To understand light and its effects on colors, it is necessary to know that the perception of colors is the result of the vision of a ray of reflected color. A carpet appears in red only when all other colors in the light spectrum, with the exception of red, are absorbed by the floor covering, allowing the sensors in the eye to receive reflected red light.
The lighting basically determines the color. Different types of light accentuate different areas of the spectrum: the red carpet seen under a cold fluorescent light with a heavy blue-green spectral distribution will look dull and lifeless, while it will have air hot and vibrant under incandescent lighting. Remote color selections are often a source of surprises because of the specific orientation of the project site to the sun and lighting conditions. To minimize the problem of color change, it is imperative to view the materials on site, under the lighting provided for installation.
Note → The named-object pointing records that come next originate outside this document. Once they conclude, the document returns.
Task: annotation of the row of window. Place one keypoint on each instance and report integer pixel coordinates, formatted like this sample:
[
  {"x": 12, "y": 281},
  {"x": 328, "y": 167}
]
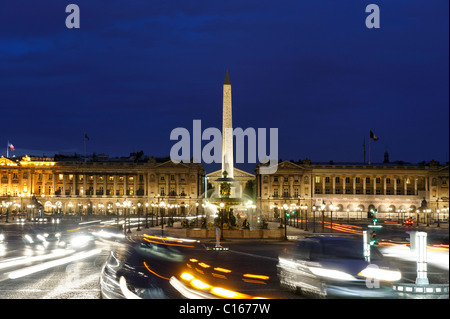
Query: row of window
[
  {"x": 286, "y": 192},
  {"x": 368, "y": 191}
]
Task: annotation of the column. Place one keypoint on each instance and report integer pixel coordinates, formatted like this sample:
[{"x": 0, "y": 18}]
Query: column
[
  {"x": 95, "y": 184},
  {"x": 364, "y": 184},
  {"x": 115, "y": 185},
  {"x": 405, "y": 185},
  {"x": 323, "y": 184},
  {"x": 343, "y": 184},
  {"x": 374, "y": 184}
]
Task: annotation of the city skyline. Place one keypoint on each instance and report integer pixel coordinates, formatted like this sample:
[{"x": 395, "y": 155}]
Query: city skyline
[{"x": 130, "y": 75}]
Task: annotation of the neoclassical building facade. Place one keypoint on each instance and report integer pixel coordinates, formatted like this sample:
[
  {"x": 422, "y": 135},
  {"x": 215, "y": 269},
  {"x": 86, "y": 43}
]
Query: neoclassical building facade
[
  {"x": 354, "y": 188},
  {"x": 98, "y": 186}
]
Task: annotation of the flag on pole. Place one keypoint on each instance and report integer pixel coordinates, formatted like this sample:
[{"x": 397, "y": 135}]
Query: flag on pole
[{"x": 373, "y": 136}]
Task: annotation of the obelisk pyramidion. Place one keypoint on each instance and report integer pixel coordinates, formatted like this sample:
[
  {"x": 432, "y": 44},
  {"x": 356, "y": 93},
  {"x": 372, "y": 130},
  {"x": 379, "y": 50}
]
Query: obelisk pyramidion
[{"x": 227, "y": 129}]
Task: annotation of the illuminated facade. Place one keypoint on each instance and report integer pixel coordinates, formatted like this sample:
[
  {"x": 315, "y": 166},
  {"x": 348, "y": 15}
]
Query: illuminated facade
[
  {"x": 355, "y": 188},
  {"x": 99, "y": 186}
]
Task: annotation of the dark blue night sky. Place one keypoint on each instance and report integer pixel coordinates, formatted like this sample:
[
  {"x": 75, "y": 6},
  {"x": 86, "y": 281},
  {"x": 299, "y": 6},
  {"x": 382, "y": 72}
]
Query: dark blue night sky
[{"x": 135, "y": 70}]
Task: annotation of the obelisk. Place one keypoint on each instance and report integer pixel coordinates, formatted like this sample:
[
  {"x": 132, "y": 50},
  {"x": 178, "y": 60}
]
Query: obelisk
[{"x": 227, "y": 129}]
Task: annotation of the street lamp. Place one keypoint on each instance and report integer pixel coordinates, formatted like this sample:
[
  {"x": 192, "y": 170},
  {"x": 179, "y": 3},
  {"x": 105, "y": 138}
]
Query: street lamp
[
  {"x": 285, "y": 223},
  {"x": 221, "y": 219},
  {"x": 139, "y": 216},
  {"x": 162, "y": 205}
]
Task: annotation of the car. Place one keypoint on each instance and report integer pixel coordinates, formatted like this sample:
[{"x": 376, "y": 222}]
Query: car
[
  {"x": 333, "y": 266},
  {"x": 21, "y": 219},
  {"x": 47, "y": 238}
]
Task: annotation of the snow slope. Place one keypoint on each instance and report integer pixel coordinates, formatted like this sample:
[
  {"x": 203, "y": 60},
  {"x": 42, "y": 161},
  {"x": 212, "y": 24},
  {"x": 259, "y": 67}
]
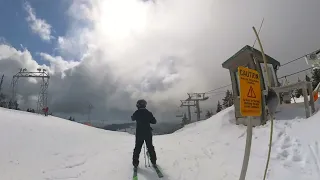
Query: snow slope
[{"x": 34, "y": 147}]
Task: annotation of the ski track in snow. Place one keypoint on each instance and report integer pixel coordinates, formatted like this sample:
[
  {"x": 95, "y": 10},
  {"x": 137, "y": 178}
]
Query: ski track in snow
[{"x": 55, "y": 149}]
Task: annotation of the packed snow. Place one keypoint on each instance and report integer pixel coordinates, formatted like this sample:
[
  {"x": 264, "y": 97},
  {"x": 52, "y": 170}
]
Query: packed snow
[{"x": 34, "y": 147}]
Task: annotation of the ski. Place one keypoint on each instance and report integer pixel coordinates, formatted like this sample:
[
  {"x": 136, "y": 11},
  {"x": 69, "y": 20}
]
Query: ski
[
  {"x": 159, "y": 173},
  {"x": 135, "y": 174}
]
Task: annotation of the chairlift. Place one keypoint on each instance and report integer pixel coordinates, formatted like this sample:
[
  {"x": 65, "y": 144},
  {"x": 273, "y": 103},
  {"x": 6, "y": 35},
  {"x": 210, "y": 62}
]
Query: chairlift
[{"x": 179, "y": 114}]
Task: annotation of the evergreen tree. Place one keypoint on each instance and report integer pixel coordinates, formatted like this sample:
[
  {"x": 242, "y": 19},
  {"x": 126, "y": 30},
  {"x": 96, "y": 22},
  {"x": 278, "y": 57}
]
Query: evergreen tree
[
  {"x": 315, "y": 77},
  {"x": 219, "y": 107}
]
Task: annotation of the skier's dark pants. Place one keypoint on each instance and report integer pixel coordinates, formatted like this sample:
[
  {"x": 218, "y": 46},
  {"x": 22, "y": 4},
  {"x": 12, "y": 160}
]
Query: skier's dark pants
[{"x": 140, "y": 139}]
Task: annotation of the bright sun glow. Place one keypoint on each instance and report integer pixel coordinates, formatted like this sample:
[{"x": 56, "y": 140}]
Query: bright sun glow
[{"x": 118, "y": 19}]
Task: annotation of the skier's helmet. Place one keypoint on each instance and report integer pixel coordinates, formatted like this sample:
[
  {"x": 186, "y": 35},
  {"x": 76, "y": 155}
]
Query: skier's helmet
[{"x": 141, "y": 103}]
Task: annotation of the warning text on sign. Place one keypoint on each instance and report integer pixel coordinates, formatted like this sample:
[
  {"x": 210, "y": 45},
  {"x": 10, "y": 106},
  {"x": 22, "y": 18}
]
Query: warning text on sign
[{"x": 250, "y": 92}]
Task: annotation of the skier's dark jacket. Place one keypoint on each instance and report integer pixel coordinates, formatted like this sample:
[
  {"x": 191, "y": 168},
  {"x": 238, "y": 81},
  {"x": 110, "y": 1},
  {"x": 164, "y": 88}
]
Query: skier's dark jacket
[{"x": 144, "y": 118}]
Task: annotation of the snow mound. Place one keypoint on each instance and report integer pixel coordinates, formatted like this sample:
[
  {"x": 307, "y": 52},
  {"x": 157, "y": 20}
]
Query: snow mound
[{"x": 36, "y": 147}]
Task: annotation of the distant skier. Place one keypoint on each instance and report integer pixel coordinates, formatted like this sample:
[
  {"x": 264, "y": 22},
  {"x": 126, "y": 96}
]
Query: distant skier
[{"x": 143, "y": 117}]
The concept of lighting design that advocates the creation of "pools of light" in a space is particularly important in our current goal of energy conservation. By accentuating key areas through a combination of brighter colors and higher lighting levels in a relatively dark space, the eye is drawn only to areas deemed important to the design solution. Another approach, from a more practical point of view, is to create "layers of light". In this case, the lighting in a space is controlled by separate switches and dimmers, so that it can be illuminated either by sections, or by task, or in its entirety. This avoids excessive lighting and allows flexible control of lighting. Carefully deployed, these lighting techniques create a sense of drama, ceremony and cadence.
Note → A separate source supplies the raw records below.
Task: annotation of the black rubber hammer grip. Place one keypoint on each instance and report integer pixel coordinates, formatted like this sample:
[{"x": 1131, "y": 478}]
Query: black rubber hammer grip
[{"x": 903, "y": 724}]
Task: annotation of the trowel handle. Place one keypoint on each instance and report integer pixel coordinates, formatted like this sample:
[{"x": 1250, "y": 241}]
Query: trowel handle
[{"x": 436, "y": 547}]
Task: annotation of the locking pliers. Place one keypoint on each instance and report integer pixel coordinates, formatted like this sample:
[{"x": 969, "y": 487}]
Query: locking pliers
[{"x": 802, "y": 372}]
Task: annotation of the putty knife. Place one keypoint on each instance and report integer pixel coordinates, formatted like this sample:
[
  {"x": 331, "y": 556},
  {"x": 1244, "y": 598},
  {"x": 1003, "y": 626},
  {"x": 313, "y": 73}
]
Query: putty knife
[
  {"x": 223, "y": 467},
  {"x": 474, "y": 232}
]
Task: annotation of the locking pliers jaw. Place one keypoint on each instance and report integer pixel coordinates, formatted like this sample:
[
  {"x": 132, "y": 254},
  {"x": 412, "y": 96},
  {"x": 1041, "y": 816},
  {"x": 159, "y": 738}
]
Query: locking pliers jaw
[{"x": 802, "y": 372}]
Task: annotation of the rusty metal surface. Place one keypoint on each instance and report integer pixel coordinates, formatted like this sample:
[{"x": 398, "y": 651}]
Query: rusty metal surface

The darkness, the antithesis of light, is an important element in the design of lighting. Shadows not only help to define a space, but, in contrast, broaden the sense of scale and emphasize the sculptural quality of any illuminated object. Applied judiciously, they can constitute an effective remedy for spaces with difficult shapes. Alternatively, if the perimeter of a room were to be lit, the space appears psychologically larger and more relaxing for the occupants.
In addition, a good interior design must provide adequate lighting. The amount of light needed should be determined according to the task and the visual acuity of the user. As human vision begins to deteriorate after the age of 40, baby boomers will impose more effective lighting as they need more and brighter environments.
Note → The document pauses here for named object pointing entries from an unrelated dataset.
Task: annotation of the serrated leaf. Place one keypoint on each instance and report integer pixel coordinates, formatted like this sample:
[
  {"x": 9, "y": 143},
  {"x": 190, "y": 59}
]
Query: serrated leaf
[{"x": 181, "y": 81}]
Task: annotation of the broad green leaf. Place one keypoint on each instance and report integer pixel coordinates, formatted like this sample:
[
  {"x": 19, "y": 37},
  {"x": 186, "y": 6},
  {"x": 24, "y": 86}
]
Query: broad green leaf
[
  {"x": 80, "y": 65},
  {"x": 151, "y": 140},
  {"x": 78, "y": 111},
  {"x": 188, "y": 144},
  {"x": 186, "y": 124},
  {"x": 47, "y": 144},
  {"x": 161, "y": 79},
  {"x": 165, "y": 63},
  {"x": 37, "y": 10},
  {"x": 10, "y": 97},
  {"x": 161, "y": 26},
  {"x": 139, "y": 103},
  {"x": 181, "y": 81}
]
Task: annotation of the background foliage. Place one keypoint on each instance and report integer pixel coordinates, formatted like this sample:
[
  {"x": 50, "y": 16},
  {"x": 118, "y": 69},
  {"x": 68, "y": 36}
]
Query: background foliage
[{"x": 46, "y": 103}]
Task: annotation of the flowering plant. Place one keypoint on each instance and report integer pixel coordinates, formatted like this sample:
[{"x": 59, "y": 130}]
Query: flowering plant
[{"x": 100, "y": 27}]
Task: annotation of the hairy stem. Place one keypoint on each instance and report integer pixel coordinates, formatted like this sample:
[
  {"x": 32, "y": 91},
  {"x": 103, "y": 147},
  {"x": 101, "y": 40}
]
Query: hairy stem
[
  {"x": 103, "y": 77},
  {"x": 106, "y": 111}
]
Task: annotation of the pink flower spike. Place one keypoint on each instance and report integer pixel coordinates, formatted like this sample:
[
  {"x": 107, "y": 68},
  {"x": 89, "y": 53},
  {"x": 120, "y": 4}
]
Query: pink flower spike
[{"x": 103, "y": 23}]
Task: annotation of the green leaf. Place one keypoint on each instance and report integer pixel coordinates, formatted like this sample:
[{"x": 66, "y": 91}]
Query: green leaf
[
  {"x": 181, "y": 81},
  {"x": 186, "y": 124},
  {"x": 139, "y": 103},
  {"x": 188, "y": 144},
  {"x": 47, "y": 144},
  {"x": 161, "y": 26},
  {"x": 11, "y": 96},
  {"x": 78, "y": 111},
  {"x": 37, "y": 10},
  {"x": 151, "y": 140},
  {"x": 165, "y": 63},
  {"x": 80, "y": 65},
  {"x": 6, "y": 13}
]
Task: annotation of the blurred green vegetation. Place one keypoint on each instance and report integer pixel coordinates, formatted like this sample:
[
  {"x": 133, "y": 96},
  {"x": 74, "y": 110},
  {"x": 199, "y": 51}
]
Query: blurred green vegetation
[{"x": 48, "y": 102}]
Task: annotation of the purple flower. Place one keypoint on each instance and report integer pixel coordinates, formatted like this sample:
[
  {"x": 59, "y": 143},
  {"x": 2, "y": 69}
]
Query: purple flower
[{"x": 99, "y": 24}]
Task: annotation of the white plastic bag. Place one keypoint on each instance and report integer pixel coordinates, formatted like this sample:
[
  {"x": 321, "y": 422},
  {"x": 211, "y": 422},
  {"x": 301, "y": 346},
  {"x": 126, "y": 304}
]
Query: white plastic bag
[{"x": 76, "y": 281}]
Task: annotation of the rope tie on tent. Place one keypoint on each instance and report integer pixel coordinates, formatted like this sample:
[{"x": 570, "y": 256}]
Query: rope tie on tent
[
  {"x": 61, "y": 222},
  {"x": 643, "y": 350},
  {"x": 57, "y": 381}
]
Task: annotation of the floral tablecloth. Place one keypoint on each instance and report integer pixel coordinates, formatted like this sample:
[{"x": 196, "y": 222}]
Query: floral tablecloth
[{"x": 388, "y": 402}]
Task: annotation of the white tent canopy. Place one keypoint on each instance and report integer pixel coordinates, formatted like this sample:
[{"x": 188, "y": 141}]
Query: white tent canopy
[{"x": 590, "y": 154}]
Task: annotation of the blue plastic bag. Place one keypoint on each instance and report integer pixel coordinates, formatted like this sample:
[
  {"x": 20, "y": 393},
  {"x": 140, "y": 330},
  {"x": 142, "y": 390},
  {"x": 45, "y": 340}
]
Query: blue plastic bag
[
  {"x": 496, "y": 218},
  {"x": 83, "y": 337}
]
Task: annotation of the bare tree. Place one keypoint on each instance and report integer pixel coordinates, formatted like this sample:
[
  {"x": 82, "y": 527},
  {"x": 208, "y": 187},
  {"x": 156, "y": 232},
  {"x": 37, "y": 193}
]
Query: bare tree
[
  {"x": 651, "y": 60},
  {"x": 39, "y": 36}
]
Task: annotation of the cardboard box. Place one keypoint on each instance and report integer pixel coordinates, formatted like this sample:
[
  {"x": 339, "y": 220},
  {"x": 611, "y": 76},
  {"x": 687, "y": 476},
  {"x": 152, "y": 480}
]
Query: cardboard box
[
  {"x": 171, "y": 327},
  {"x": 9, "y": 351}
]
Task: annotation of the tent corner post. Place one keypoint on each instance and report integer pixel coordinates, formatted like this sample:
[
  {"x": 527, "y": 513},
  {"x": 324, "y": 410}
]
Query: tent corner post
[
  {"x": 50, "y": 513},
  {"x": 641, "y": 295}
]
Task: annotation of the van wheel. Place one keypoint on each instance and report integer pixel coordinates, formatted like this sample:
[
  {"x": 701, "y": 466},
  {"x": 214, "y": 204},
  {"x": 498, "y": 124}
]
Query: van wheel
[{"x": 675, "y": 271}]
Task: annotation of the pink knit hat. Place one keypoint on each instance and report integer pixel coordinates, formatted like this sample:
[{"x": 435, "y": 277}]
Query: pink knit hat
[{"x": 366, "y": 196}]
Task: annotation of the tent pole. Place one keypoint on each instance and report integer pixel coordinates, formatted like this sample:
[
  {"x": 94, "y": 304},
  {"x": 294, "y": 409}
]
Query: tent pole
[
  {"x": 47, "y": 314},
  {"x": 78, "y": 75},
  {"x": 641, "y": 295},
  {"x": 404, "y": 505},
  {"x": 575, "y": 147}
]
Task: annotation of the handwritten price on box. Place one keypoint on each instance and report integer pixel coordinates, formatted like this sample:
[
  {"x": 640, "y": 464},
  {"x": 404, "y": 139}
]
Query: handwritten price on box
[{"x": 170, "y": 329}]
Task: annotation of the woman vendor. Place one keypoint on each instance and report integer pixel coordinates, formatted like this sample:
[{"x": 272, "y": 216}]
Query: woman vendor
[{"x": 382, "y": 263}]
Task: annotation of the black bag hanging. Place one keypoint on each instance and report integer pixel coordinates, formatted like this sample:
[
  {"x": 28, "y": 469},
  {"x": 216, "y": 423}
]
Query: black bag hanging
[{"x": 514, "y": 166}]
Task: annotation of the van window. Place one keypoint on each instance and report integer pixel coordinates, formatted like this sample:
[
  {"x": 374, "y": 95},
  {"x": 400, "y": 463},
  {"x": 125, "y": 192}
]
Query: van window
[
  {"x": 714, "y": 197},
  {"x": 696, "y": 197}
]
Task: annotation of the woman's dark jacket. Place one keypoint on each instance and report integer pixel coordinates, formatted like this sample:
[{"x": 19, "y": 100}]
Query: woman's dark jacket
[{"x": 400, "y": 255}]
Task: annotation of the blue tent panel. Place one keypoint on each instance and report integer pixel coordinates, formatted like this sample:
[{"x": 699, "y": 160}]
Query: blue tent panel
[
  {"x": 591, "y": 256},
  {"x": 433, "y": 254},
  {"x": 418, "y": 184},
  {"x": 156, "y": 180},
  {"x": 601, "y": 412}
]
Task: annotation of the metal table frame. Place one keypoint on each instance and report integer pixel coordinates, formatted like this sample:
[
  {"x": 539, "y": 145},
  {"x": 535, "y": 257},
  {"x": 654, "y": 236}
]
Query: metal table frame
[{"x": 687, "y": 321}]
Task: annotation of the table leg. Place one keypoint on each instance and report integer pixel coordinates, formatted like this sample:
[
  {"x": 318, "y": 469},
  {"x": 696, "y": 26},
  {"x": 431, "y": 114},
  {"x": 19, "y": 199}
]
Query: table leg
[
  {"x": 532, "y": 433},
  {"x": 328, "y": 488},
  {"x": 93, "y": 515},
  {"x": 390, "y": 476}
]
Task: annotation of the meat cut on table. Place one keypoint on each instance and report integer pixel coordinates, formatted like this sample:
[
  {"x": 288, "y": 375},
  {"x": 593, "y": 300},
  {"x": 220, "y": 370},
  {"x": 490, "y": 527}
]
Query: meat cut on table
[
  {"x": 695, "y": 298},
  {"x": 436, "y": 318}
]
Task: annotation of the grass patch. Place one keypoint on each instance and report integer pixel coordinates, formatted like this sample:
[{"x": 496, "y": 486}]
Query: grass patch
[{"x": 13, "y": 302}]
Whatever the source of lighting used, the general trend is for ecological, energy efficient and durable luminaires. Despite the improvements made to LED lighting technology, fluorescent and incandescent lamps remain the dominant choices for indoor lighting applications. LED lamps are still mainly used in landscape lighting because problems of cost, lamp quality and color rendering have prevented massive adoption. However, they are about to become an important part of the market in a few years, when innovation and demand create cheaper and brighter bulbs with more color choices.
Improvements in color rendering of standard cold white fluorescent lamps have resulted in a wide range of products, such as full-spectrum, hot white, and cool white bulbs. In addition, electronic ballasts now allow easy dimming while mitigating the flickering problems of the lamp, making fluorescent a more attractive lighting option. With their efficient light output and low cost, they remain the most economical way to provide uniform shadows, freeing up lighting for a long time.
On the incandescent front, low-voltage tungsten halogen lamps remain popular because they produce a brighter, whiter and more efficient light than conventional incandescent bulbs. The compact light source of the halogen lamp shines and gives life to objects such as glassware, mirrors and precious stones. Although the light of a halogen lamp heats up dramatically when it is dimmed, the life of the lamp is considerably prolonged, thus delaying its inevitable passage to the discharge.
Advances in lighting products have allowed designers to create more spectacular interiors that meet the functional needs of the user. A successful design can modulate the quality and quantity of light to meet the needs of users. psychological and physiological needs. Indeed, lighting is one of the most powerful elements of interior design. It is the Rosetta Stone that allows our eyes to see and interpret the world around us: without which a built environment, devoid of colors, contrasts and interests.